Iowa State engineers designed this proof-of-concept perovskite solar cell within their lab for research. Credit: Harshavardhan Gaonkar
Due to their crystal structure and electro-optical properties that are promising, Perovskites could be the key ingredient in future generations of cheap, efficient, light, and flexible solar cells.
The issue with the current technology of the silicon solar cell is its low efficiency in the conversion of solar energy into electricity, as per Vikram Dalal. She is the Iowa State University Anson Marston Distinguished Professor of Engineering, Thomas M. Whitney Professor in Electrical and Computer Engineering, and the Iowa State’s Microelectronics Research Center director.
The most efficient silicon solar cells in the lab are 26% efficient. Commercial cells are around 15 percent. The bigger the system, the more needed to produce a specific power, and bigger systems can mean higher prices.
Researchers are seeking new methods to increase efficiency and reduce costs. One possibility that could increase efficiency up to 50 percent is a tandem structure that layers two kinds of cells over one another, each using different and complementary components of the spectrum of solar energy to generate energy.
Perovskite promise, problems
Researchers are currently investigating hybrid organic-inorganic materials that could be a great companion for silicon cells. Perovskite cells are efficient to the tune of 25%, possess the benefit of a complementary bandgap, and are extremely thin (just one-millionth of a millimeter), and easily be placed on silicon.
However, Dalal claimed that researchers have discovered that these hybrid solar cells disintegrate when exposed to extreme temperatures.
This is a problem when installing solar panels where the sun is hot and deserts like those in American southwest Australia and Australia, the Middle East, and India. Temperatures in these regions can reach between 120 and 130 degrees Fahrenheit, while the solar cell’s temperature can exceed 200 degrees Fahrenheit.
As part of a project partly funded through the National Science Foundation, Iowa State University engineers have discovered a way to make use of the properties of perovskite while also stabilizing cells at high temperatures. They present their findings in a recent paper published in the journal who is the paper’s primary author. Gaonkar recently earned an engineering doctorate at Iowa State and is now working in Boise, Idaho, as an engineer for ON Semiconductor.
The material can be altered by tweaking it.
Dalal, the co-author of the research paper, stated two important innovations in the new technique for solar cells.
In the beginning, he stated that engineers tweaked the structure of the perovskite materials.
They removed organic elements in the material, particularly Cations, which have additional protons and positive charges, and replaced them with inorganic ones like cesium. The material was then solid at higher temperatures.
They also developed an elaboration technique that creates the perovskite material in a thin layer – one billionth of a millimeter at one time.
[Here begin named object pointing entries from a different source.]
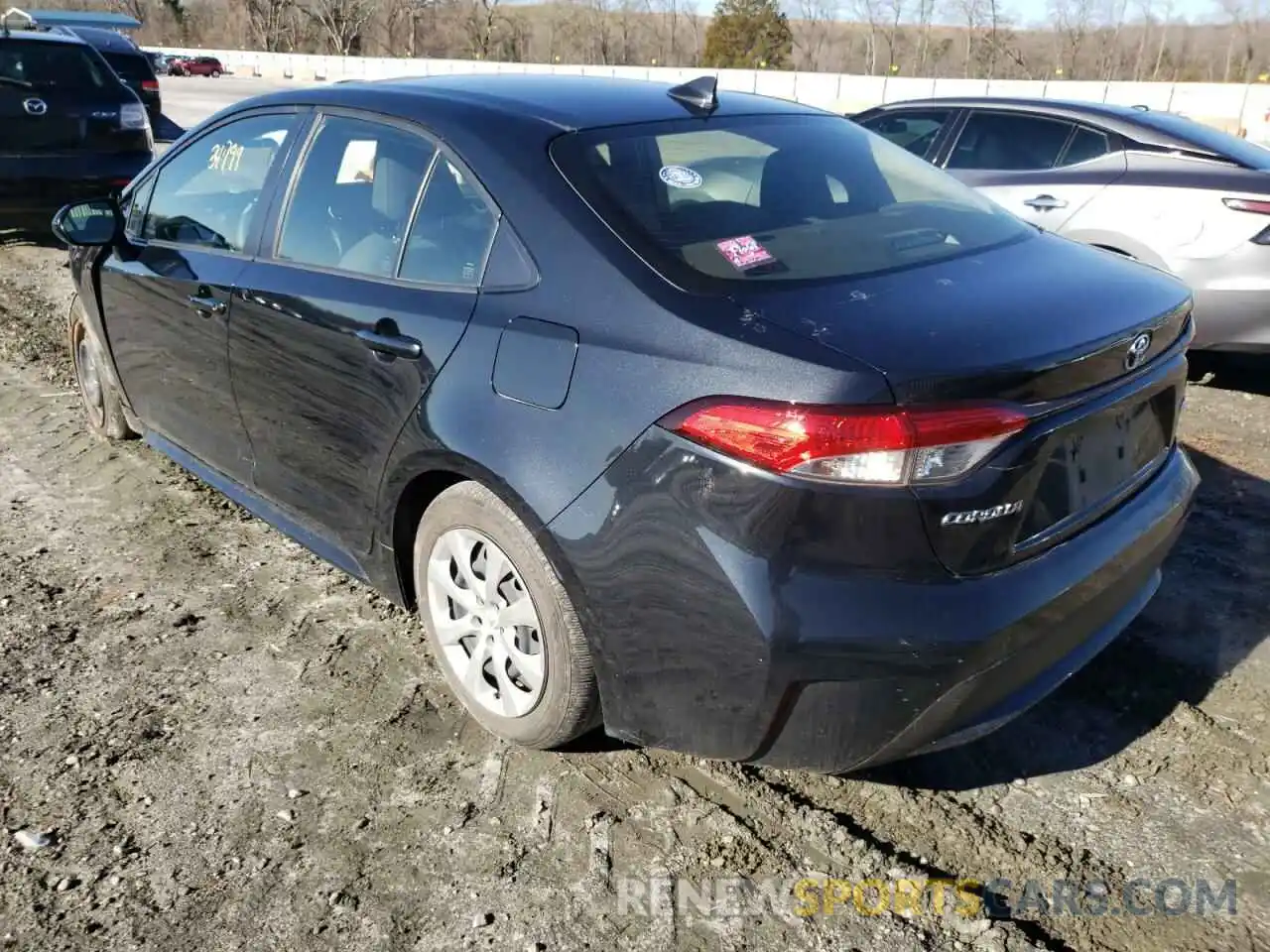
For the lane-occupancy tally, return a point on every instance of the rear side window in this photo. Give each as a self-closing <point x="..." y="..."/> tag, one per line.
<point x="915" y="130"/>
<point x="45" y="63"/>
<point x="353" y="198"/>
<point x="1008" y="143"/>
<point x="1086" y="145"/>
<point x="775" y="199"/>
The vapor deposition method is reliable, does not leave behind pollutants, and is employed in other industries, making it scalable to commercial production.
What is the result of these changes?
“Our perovskite solar cells show no thermal degradation even at 200 degrees Celsius (390 degrees Fahrenheit) for over three days, temperatures far significantly more than what the solar cell will have to endure in real-world environments,” Gaonkar stated.
Then Dalal conducted a bit of comparison and contrast: “That’s far better than organic perovskite-like cells which would have completely decomposed in this condition at the temperature. It’s a significant advancement within the science.”
The paper indicates that the new inorganic solar cells with a photoconversion efficiency of 11.8 percent. That means that there’s a lot of work to be done by engineers.
“We’re now trying to optimize this cell – we want to allow it to be more effective at converting solar energy into electricity,” Dalal stated. “We still have a lot of research to complete, but we think we can make it happen by utilizing new combinations of materials.”
The engineers, fol stated. “We still have lots of research to accomplish, but we think we could make it by utilizing new combinations of materials.”
The engineers, for instance, have replaced the iodine that is commonly found in perovskite material with bromine. This made the cells less susceptible to moisture, which solved another issue with conventional hybrid perovskites. But, the change in the cell’s properties reduced efficiency and the efficiency with which they function together to silicon-based cells.
So the tests and tweaks will continue.
While they’re moving forward with their research, they believe they’re on the right track: “This study demonstrates a better quality thermal stability of inorganic perovskite materials and solar cells at higher temperatures and over extended periods than reported elsewhere,” they said in their research paper. “(These are) promising results in the quest for the commercialization of perovskite solar panel materials..”
Reference: “Thermally Stable, Efficient, Vapor Deposited Inorganic Perovskite Solar Cells” by Harshavardhan Gaonkar, Junhao Zhu, Ranjith Kottokkaran, Behrang Bhageri Max Noack and Vikram Dalal, 23 March 2020, ACS Applied Energy Materials.
Alongside Vikram Dalal, Harshavardhan Gaonkar’s research team also includes Max Noack, associate scientist; Ranjith Kottokkaran, assistant scientist; Junhao Zhu and Behrang Bagheri as graduate students.